Image resolution: 256 x 256

Batch size: 2, total_images: 10000, total time: 6.4418 s, throughput: 1552.36 images/s
Batch size: 4, total_images: 10000, total time: 6.4367 s, throughput: 1553.59 images/s
Batch size: 8, total_images: 10000, total time: 6.4346 s, throughput: 1554.10 images/s
Batch size: 16, total_images: 10000, total time: 6.8206 s, throughput: 1466.15 images/s
Batch size: 32, total_images: 10016, total time: 6.8271 s, throughput: 1467.09 images/s
Batch size: 64, total_images: 10048, total time: 6.8346 s, throughput: 1470.16 images/s
Batch size: 128, total_images: 10112, total time: 7.2054 s, throughput: 1403.40 images/s
Batch size: 256, total_images: 10240, total time: 7.3281 s, throughput: 1397.36 images/s

Image resolution: 512 x 512

Batch size: 2, total_images: 10000, total time: 27.9309 s, throughput: 358.03 images/s
Batch size: 4, total_images: 10000, total time: 29.0995 s, throughput: 343.65 images/s
Batch size: 8, total_images: 10000, total time: 28.2753 s, throughput: 353.67 images/s
Batch size: 16, total_images: 10000, total time: 27.5091 s, throughput: 363.52 images/s
Batch size: 32, total_images: 10016, total time: 30.8132 s, throughput: 325.06 images/s
Batch size: 64, total_images: 10048, total time: 30.7247 s, throughput: 327.03 images/s
Batch size: 128, total_images: 10112, total time: 30.8619 s, throughput: 327.65 images/s
Batch size: 256, GPU ran out of memory 

Observations:

  1. Batch scaling is flat or even regresses in many cases.
    For example, at resolutions of 128x128 and higher, the throughput stagnates even as the batch size increases.
  2. Input tensor resolution drastically impacts scaling.
    At higher resolutions like 256x256 and 512x512, the GPU utilization plateaus early, and increasing the batch size offers negligible improvement in throughput.

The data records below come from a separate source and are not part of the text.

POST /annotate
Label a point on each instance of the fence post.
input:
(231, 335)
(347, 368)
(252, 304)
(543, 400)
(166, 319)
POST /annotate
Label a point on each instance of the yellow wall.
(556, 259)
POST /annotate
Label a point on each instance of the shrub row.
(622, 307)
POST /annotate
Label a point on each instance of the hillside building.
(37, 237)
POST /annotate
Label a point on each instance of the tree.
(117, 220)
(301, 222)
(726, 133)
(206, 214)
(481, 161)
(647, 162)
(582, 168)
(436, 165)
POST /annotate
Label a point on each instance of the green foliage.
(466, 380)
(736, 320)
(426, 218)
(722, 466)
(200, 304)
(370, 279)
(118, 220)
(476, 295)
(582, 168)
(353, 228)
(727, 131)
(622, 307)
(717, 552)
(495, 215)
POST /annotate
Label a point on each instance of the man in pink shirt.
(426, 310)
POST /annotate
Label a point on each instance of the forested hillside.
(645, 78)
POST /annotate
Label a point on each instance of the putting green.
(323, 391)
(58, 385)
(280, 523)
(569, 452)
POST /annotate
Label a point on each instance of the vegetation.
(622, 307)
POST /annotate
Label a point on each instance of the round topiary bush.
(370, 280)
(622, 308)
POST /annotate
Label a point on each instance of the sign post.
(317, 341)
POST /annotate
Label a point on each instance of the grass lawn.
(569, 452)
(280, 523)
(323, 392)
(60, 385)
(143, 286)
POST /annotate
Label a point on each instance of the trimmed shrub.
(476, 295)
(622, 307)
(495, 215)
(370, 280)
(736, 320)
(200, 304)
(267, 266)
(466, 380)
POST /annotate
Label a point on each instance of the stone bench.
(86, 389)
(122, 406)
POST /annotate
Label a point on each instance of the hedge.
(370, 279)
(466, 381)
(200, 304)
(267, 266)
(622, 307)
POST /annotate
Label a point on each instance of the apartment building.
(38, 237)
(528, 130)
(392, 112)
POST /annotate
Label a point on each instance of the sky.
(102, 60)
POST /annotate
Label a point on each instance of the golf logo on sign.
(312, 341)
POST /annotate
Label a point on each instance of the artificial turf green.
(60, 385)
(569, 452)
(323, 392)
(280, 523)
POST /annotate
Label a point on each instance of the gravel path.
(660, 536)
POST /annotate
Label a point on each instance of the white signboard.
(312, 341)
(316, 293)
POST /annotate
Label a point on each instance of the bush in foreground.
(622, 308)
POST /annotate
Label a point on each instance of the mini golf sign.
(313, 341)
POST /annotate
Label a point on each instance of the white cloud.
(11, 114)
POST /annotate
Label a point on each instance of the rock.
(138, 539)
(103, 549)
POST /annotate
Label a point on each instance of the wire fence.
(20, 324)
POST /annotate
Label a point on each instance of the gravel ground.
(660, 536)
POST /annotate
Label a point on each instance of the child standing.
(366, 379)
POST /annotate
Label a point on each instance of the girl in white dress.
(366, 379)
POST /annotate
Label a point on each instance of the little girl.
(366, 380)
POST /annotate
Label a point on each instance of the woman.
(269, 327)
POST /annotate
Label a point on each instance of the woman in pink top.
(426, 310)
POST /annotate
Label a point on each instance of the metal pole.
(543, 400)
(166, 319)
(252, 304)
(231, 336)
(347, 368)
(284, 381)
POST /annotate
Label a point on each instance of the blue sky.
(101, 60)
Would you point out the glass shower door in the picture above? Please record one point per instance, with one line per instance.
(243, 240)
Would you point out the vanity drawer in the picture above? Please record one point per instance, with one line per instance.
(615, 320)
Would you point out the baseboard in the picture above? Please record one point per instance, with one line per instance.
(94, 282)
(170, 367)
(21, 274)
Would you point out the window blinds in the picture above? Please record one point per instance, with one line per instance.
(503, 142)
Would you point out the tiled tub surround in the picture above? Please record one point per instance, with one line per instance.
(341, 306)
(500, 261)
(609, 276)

Is there an inherent limitation in how PyTorch handles large batch sizes and resolutions, or could this be a hardware bottleneck? Would appreciate any further insights!

The results are not worse, but are now reflecting the GPU execution time instead of the overhead of dispatching the kernels.

If the scaling is limited, you might be compute-bound and could verify it with e.g. Nsight Compute.

Thanks @ptrblck for the advice. I will check with nsight and update here.